The editor, Leslie Hoffman, replied the same day:

“I am no bird of passage. I, who am responsible for the policy and editorial content of this newspaper, intend to remain in Singapore, even if Mr Lee and the People’s Action Party come to power, and even if they use the Preservation of Public Security Ordinance against me. … My home will be in Singapore.”

But he left for Kuala Lumpur before the election was over.

Five days before polling, Hoffman told the International Press Institute, at its annual assembly in West Berlin of newspapermen, editors and publishers, that our threats could be read as “the outpourings of a group of power-mad politicians”. The
Straits Times
, on the other hand, was “written, produced and controlled by Malayans who were born there, who had been there all their lives, and who are genuine in their nationalism and loyalty to their country”. He would not admit that it was his British masters who owned the paper and who directed its policies.

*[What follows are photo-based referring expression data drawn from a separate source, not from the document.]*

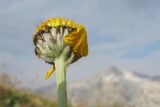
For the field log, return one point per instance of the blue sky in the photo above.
(122, 33)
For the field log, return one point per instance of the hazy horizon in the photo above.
(122, 33)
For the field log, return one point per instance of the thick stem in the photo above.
(61, 81)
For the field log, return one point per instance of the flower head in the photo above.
(58, 36)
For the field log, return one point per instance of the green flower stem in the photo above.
(61, 81)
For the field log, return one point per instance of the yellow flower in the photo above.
(70, 34)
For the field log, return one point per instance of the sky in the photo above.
(121, 33)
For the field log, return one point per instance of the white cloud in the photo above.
(134, 24)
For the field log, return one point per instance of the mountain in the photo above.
(115, 86)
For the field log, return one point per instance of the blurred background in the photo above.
(121, 70)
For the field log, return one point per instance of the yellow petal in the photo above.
(49, 73)
(78, 41)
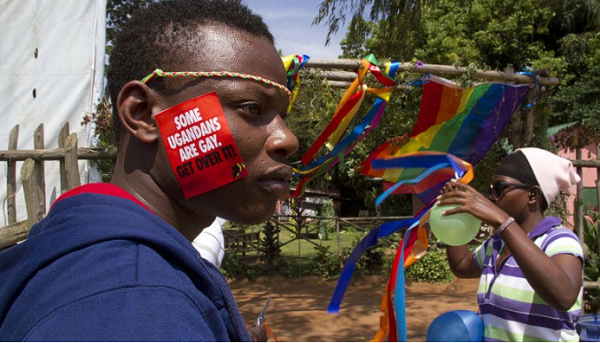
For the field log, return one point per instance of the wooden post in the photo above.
(71, 165)
(14, 233)
(579, 202)
(31, 190)
(528, 116)
(337, 232)
(38, 143)
(62, 137)
(11, 178)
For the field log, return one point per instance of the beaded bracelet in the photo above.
(223, 74)
(504, 225)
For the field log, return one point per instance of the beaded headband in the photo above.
(161, 73)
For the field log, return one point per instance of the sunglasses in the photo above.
(498, 187)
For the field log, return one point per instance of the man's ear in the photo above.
(137, 104)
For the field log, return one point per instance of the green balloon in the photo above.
(454, 229)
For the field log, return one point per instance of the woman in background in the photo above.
(531, 269)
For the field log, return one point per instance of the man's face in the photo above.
(254, 113)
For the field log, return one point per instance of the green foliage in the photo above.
(270, 249)
(433, 267)
(325, 264)
(558, 38)
(234, 266)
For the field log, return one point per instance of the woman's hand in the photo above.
(471, 201)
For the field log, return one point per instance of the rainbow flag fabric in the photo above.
(464, 122)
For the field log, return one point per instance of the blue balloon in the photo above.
(456, 326)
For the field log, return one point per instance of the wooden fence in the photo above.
(33, 176)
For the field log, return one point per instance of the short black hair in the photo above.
(150, 38)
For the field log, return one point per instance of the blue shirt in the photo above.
(101, 267)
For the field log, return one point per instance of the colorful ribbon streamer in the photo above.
(332, 137)
(394, 319)
(293, 64)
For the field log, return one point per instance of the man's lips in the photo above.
(277, 180)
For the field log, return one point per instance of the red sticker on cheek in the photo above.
(200, 146)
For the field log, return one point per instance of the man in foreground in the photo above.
(114, 261)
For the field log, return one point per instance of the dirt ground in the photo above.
(298, 308)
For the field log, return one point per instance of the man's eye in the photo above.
(251, 109)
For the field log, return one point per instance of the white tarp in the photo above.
(55, 50)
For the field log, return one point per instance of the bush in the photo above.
(433, 267)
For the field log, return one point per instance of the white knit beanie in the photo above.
(553, 173)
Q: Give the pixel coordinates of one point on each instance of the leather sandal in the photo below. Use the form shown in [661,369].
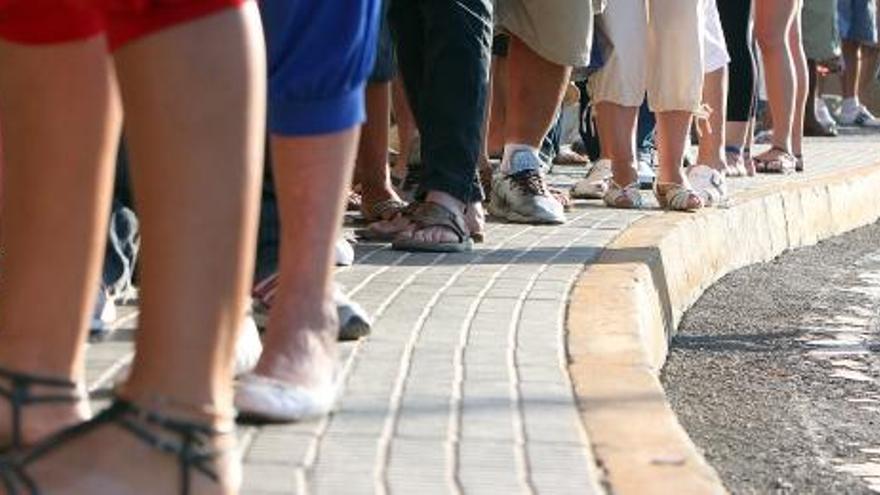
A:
[676,197]
[15,387]
[784,163]
[187,441]
[430,214]
[627,196]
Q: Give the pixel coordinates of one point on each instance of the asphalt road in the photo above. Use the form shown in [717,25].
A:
[775,372]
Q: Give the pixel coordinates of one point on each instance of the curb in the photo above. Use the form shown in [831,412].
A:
[625,307]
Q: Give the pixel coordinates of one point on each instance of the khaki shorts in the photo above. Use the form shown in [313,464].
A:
[654,46]
[560,31]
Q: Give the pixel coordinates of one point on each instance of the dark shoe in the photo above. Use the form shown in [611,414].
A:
[188,442]
[16,387]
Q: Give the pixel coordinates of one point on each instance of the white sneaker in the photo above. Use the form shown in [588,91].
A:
[520,194]
[823,114]
[595,184]
[344,252]
[104,314]
[858,116]
[354,322]
[248,348]
[708,183]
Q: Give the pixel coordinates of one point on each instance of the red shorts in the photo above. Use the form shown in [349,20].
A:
[43,22]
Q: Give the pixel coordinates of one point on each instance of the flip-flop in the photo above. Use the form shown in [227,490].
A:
[430,214]
[784,163]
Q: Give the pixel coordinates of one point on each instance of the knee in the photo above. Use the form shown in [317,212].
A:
[770,38]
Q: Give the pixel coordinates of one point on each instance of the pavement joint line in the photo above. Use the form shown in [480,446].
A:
[626,304]
[386,437]
[454,424]
[313,450]
[519,433]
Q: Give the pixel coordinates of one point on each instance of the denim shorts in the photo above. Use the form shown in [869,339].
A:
[857,21]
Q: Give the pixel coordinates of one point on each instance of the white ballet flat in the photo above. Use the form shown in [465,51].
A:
[262,398]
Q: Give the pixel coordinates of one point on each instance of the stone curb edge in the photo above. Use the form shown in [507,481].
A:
[626,305]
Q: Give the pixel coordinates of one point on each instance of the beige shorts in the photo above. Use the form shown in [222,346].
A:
[655,46]
[561,31]
[714,44]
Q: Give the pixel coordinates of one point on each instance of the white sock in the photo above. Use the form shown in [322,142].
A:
[510,149]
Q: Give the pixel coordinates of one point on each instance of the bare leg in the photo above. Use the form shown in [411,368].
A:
[672,141]
[870,65]
[711,151]
[802,82]
[617,132]
[311,173]
[371,169]
[852,69]
[406,126]
[535,90]
[498,110]
[197,172]
[61,121]
[773,21]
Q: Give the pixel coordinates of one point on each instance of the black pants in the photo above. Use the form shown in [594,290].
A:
[741,95]
[443,52]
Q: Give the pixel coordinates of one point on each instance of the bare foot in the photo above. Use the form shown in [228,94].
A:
[301,349]
[110,459]
[474,220]
[42,419]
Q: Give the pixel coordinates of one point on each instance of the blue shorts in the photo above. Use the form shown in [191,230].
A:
[857,21]
[320,55]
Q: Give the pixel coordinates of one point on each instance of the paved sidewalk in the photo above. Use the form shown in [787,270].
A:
[463,385]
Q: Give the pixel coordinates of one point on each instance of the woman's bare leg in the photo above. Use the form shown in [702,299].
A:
[673,138]
[711,151]
[616,125]
[406,126]
[197,169]
[802,82]
[311,174]
[371,169]
[773,22]
[61,122]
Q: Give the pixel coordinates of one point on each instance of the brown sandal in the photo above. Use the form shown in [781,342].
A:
[782,164]
[430,214]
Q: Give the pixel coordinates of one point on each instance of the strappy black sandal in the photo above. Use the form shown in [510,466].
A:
[15,387]
[192,448]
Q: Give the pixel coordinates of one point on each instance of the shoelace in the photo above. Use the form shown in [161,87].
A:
[529,181]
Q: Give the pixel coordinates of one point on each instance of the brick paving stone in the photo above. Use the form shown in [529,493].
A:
[437,400]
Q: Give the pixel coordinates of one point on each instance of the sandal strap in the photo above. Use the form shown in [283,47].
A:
[630,192]
[676,196]
[191,446]
[377,211]
[19,395]
[430,214]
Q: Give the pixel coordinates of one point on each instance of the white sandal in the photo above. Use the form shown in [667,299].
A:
[677,197]
[265,399]
[627,196]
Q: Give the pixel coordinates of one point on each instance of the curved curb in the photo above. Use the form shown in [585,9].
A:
[625,307]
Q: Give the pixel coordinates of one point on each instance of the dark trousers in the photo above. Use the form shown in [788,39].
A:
[443,54]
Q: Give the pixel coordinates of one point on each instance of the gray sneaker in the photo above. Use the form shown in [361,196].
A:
[520,195]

Simmons knew he was vulnerable. So he had briefed Hoffman, a Eurasian, to put his case to the IPI. “In this sense it is unique that it gives this assembly the opportunity to stop once and for all an attempt by a party to get popular support and backing for its declared intention to curtail press freedom,” Hoffman continued. But that was exactly what the PAP intended to do – to get public support for our policy that the press was not to be owned by foreigners to purvey their line. Hoffman quoted what I had said on 18 May:

“Any newspaper that tries to sour up or strain relations between the Federation of Malaya and Singapore after May 30 will go in for subversion. Any editor, leader writer, subeditor or reporter who goes along this line will be taken in under the Preservation of Public Security Ordinance. We will put him in and keep him in.”

The attitude of the
Straits Times
was all the more unjustified because we, the non-communists in the PAP, were in firm control of the election campaign, a source of great satisfaction to me. We settled the agenda, decided on the themes, made the big speeches. No organised crowds were brought to our rallies by the left-wing union leaders. Although the pro-communists were running around the party branches and some might have become candidates, Pang Boon and I had minimised the risk by selecting our Chinese-educated nominees with great care. There was no Lim Chin Siong to sway the crowds.

Ong Eng Guan was not a bad substitute for Lim Chin Siong as a Hokkien speaker for our rallies. But Pang Boon was also fluent in Hokkien as well as in Mandarin, and my Mandarin had improved; although it was not good enough for a flight of rhetoric, it was now adequate to express my thoughts without any script. I might be repeating what I had said in English or Malay in a less elegant way in Mandarin, but I won the respect of the Chinese-speaking for working hard at their language. The same was true of Chin Chye, a small man of five foot two, but lively on stage. His Mandarin was weaker than mine but he was game, and the crowds cheered us, pleased that we were making the effort to reach out to them.